Dalgalara meydan okuyan kadana, dikkatimizi çekmişti. Eve geldiğimizde hemen bahçeye indik. Deniz kenarındaki kadanayı sorarken, babam güldü, onu gören herkes şaşırır. Çünkü öyle bir canlı, buraların hayvanı değildir. Peşinden böyle katırlara “kadana” denir, dedi.
Babam, yakına zamana kadar, askeri birliklere yük ve cephane taşırdı. Güçlü, uysal ve dayanıklıdır. Koyun gibi güdülürler, yük taşımada birebirdirler, dedi.
Öğle tatilinde denize koştuk. Ayaklarımızı çıkarıp dalganın yayıldığı suya girdik. Kadanaya biraz daha yakın durduk. Kadanayla boy ölçüşüp ona tutunmak istedik. İki yanındaki sepetlere, kum yüklenirken, tüm benliğimizle kadananın sevgisiyle baş başa kaldık.
Dev gibi hayvanın yanından ayrılamadık. Kadana gözümüzde biraz daha büyüdü. Sahibi kumu sırtındaki, sepetlere doldurmakta, zorluk çekiyordu. Kardeşim ayağının altına taş koymalısın, dedi.
Kadananın semeri dikkat çekiciydi. Damın çatısı kadar vardı. Kum taşıdığı sepetler ise harardı. Başının önü ve bilekleri beyazdı. Vücut rengi kahverengi ve parlaktı.
Kardeşim, hayvanı bakmak zor olsa gerek, çünkü yemeyle doymaz. Bunu nasıl doyuruyorsunuz, dedi. Seyis, ne verirsen yiyor. Ahırda unuttuğum, bir çuval irmiği, sabaha kadar yedi. Sabahtan yalnız su içmek istedi. Bir yük çayırı önüne koyuyorsun bana mısın? Demiyor.

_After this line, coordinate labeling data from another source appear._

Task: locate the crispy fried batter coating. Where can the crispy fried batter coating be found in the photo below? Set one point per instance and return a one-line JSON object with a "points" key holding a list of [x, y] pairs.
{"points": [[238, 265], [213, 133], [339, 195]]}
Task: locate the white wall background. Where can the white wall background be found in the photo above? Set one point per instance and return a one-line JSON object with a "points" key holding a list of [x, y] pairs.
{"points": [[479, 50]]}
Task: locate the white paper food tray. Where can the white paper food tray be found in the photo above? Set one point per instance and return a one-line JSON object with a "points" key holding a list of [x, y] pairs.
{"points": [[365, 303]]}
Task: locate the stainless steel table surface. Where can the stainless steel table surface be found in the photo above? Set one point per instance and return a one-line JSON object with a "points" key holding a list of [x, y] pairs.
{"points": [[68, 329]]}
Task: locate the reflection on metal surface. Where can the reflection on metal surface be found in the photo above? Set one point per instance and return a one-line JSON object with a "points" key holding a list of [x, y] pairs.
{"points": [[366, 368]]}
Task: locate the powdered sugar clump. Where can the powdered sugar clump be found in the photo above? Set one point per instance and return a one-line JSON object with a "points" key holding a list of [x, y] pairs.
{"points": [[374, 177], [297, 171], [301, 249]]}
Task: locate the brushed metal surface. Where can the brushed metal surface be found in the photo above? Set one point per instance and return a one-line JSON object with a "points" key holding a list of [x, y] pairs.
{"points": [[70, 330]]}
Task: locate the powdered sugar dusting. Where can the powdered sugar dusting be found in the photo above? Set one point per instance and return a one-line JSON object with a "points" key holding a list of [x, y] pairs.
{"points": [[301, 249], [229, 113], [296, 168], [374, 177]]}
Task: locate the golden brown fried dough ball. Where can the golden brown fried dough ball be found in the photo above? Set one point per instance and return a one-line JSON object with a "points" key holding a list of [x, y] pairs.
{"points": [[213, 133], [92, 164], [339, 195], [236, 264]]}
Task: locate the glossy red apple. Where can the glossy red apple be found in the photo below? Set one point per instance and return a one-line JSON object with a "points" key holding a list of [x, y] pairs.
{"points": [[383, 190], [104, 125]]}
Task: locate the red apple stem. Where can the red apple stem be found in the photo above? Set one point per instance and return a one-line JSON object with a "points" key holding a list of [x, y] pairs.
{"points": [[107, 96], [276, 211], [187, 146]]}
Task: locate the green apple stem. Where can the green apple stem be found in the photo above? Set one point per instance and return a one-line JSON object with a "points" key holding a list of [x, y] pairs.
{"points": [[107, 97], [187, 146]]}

Hayvan çok güçlü, at bile yanında küçük kalıyor. Yolda karşılaştığımız at ve katırlar, yolunu değiştiriyor. Pişirilmiş yaprak, meyve ve çayırı çok seviyor.

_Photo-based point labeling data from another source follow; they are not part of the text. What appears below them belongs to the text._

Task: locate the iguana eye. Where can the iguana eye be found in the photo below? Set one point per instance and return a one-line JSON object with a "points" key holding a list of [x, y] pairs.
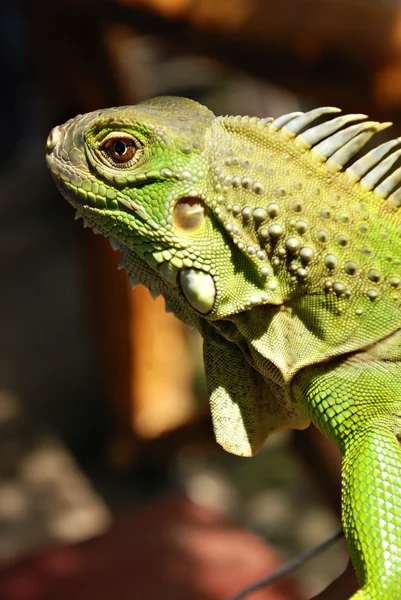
{"points": [[121, 150]]}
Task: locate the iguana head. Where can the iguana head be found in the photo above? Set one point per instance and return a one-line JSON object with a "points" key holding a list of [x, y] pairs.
{"points": [[152, 178], [141, 175], [261, 232]]}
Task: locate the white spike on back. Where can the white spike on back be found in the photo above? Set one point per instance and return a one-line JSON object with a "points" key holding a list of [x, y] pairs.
{"points": [[389, 184], [283, 120], [346, 152], [330, 145], [303, 120], [335, 142], [316, 134], [361, 166], [373, 177]]}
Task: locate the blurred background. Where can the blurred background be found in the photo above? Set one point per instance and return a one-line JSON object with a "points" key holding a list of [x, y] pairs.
{"points": [[111, 484]]}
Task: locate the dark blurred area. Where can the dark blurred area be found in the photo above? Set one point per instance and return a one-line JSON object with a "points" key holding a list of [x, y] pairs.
{"points": [[111, 483]]}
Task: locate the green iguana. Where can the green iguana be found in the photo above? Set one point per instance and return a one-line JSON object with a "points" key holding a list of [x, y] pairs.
{"points": [[285, 252]]}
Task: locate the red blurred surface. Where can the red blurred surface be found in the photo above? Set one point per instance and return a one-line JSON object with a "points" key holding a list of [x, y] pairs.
{"points": [[172, 549]]}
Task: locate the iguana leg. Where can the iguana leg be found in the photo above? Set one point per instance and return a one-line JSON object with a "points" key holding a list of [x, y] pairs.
{"points": [[358, 406]]}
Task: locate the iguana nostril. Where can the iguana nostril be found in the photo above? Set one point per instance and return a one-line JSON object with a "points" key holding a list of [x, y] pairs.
{"points": [[55, 136]]}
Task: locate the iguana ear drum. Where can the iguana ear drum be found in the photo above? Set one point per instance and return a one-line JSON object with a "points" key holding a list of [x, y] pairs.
{"points": [[189, 214], [199, 289]]}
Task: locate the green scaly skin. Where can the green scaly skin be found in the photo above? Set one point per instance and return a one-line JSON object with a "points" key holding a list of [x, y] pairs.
{"points": [[289, 265]]}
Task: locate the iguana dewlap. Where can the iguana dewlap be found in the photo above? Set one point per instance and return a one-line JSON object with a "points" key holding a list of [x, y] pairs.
{"points": [[284, 249]]}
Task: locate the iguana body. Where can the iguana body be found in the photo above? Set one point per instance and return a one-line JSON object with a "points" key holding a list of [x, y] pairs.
{"points": [[286, 261]]}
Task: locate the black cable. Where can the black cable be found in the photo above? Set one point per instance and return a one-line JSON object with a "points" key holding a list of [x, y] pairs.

Zilin çaldığını fark edince, seyis amcaya iyi günler deyip okula koştuk.
Bugüne kadar okulu asmayan öğrenciler olarak, öğretmenimizi üzmüştük. Öğretmenimiz, kapıyı çaldığımızda içeriye girmemize izin verdi.

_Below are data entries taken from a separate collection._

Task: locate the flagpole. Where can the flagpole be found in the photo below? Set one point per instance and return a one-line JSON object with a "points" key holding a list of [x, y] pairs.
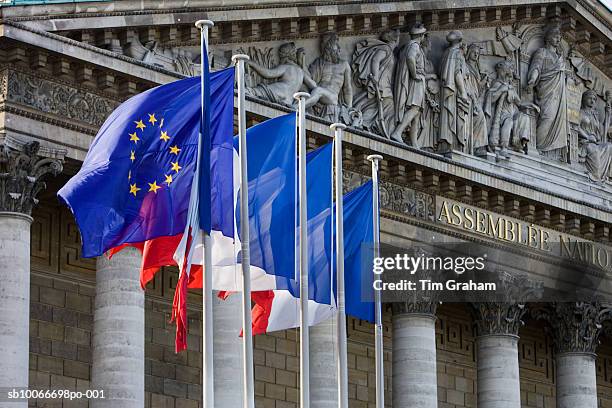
{"points": [[304, 329], [208, 386], [378, 339], [247, 338], [341, 313]]}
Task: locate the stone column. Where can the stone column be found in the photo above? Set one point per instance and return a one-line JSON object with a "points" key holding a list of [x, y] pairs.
{"points": [[228, 361], [323, 368], [576, 328], [118, 332], [22, 168], [497, 359], [415, 383]]}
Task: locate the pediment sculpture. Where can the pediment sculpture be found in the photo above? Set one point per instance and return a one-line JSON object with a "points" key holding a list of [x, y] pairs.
{"points": [[514, 91]]}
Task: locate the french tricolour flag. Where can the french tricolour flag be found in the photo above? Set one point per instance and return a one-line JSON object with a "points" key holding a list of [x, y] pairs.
{"points": [[279, 309], [273, 218]]}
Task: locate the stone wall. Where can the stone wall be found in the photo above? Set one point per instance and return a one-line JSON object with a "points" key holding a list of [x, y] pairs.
{"points": [[61, 321]]}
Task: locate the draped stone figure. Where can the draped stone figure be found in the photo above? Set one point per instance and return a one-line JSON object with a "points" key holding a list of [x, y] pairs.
{"points": [[547, 74], [608, 115], [289, 76], [455, 104], [429, 119], [595, 149], [409, 95], [373, 66], [476, 85], [332, 97], [508, 125]]}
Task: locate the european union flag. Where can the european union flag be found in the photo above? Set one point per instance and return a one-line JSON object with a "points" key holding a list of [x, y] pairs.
{"points": [[136, 179]]}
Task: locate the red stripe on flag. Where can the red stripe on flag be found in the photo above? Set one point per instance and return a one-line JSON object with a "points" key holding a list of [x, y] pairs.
{"points": [[262, 310], [156, 253]]}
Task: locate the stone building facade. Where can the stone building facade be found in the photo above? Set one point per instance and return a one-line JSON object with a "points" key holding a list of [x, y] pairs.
{"points": [[503, 107]]}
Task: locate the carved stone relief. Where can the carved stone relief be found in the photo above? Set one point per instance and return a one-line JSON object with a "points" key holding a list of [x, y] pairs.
{"points": [[506, 317], [595, 149], [180, 60], [519, 90], [58, 99], [332, 97], [284, 79]]}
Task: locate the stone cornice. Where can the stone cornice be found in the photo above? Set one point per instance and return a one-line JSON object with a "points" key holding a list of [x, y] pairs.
{"points": [[399, 158], [293, 9], [239, 22], [96, 56]]}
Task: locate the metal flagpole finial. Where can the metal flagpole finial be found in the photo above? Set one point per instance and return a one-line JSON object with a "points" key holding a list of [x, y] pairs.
{"points": [[204, 23], [300, 95], [240, 57], [374, 158]]}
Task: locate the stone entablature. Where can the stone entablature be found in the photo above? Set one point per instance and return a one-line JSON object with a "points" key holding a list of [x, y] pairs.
{"points": [[500, 103], [576, 207]]}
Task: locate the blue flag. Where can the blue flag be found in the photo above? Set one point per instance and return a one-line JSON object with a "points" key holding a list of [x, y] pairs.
{"points": [[358, 237], [320, 240], [136, 179]]}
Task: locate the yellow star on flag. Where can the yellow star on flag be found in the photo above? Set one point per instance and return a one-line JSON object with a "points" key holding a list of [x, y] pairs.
{"points": [[164, 136], [140, 125], [134, 189], [154, 187]]}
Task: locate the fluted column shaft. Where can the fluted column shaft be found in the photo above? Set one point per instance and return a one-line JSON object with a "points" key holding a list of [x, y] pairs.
{"points": [[323, 369], [118, 332], [14, 300], [576, 382], [498, 378], [415, 382], [498, 371], [576, 328], [23, 168]]}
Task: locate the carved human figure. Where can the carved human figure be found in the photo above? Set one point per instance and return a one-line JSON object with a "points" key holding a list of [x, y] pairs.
{"points": [[429, 119], [454, 100], [289, 76], [409, 95], [594, 147], [332, 74], [476, 84], [608, 115], [547, 74], [507, 124], [373, 65]]}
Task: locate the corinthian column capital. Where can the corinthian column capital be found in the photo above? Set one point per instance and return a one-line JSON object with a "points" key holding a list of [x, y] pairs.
{"points": [[23, 169], [498, 318], [576, 326]]}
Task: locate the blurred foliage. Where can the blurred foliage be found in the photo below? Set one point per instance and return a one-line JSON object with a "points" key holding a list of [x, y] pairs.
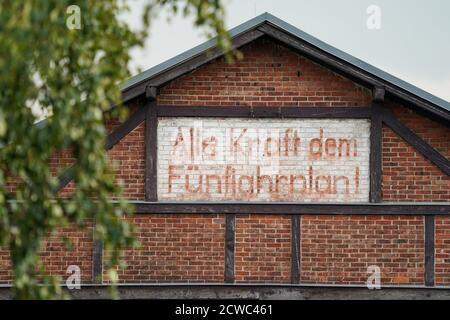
{"points": [[73, 75]]}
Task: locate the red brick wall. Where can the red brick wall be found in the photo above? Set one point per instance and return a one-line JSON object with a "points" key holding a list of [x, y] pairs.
{"points": [[269, 75], [57, 256], [338, 249], [176, 248], [442, 250], [5, 267], [263, 248], [334, 249]]}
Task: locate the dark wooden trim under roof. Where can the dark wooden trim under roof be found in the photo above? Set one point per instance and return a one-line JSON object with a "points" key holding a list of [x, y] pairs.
{"points": [[288, 35]]}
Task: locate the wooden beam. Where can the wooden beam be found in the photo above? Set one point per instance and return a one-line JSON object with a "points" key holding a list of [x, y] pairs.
{"points": [[376, 137], [433, 208], [113, 138], [230, 234], [378, 94], [418, 143], [429, 250], [295, 249], [151, 141], [188, 66], [125, 128], [263, 112], [97, 262], [151, 93]]}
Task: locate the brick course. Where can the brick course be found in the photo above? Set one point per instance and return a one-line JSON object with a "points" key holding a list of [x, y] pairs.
{"points": [[334, 249], [263, 248], [338, 249], [176, 248]]}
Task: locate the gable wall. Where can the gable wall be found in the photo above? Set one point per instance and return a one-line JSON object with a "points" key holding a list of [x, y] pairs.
{"points": [[334, 249]]}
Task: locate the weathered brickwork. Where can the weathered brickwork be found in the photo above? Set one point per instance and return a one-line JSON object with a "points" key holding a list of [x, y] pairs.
{"points": [[263, 160], [5, 266], [442, 250], [338, 249], [408, 175], [176, 248], [269, 75], [263, 248], [66, 247], [334, 249], [127, 157]]}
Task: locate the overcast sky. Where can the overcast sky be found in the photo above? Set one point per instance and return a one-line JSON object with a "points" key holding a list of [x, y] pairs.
{"points": [[413, 42]]}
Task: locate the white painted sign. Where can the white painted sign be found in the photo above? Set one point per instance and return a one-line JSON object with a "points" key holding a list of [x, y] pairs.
{"points": [[229, 159]]}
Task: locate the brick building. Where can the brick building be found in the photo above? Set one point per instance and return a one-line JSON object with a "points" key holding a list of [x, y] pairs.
{"points": [[294, 169]]}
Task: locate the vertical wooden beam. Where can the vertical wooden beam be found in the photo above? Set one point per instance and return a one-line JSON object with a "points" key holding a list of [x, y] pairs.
{"points": [[376, 132], [429, 250], [230, 233], [295, 248], [151, 142], [97, 261]]}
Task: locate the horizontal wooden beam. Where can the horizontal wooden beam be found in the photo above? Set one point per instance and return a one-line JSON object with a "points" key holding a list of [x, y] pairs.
{"points": [[349, 70], [414, 140], [291, 208], [263, 112]]}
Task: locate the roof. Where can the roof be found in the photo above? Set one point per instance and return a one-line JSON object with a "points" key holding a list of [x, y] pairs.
{"points": [[298, 37]]}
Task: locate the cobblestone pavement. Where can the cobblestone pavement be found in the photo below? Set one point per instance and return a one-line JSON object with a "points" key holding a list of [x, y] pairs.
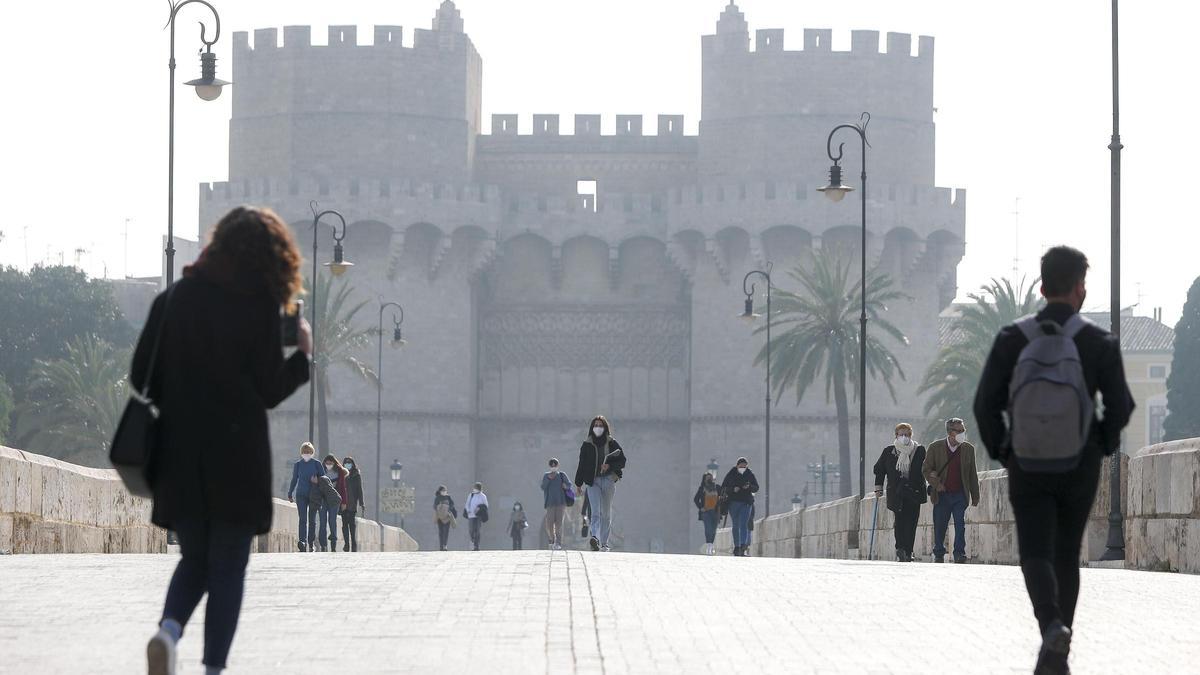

Öğretmenimiz elini kaldırdı. Neredeydiniz sözünü bitirmeden, öğretmenim kadana bizi yanılttı dedik. Ahmet çok büyük, fil gibi ayakları vardı. Semeri dam çatısı gibiydi. Yusuf ise, kelimeleri karıştırdı. Öğretmen yavaş biri kovalamıyor, dedi.
Öğretmenimize, ilk defa böyle büyük bir hayvanı görünce tatilin geçtiğinin farkına varamadık. Peşinden katır için babamın anlattıklarını söyledim. Öyle uysal ki, yanına gittik, onu okşadık ve sevdik.
Öğretmenimiz sınıfa başka gören oldu mu? diye sordu. Görenler anlattı. Dersimiz hayvanın özelliklerini irdelemekle geçti. Biz de ayakta tahtanın önünde ayaklarımızın sızlaması cezamız oldu.
Öğretmenimiz, askeri yük taşımacılığı da yaptırılıyormuş, dedi.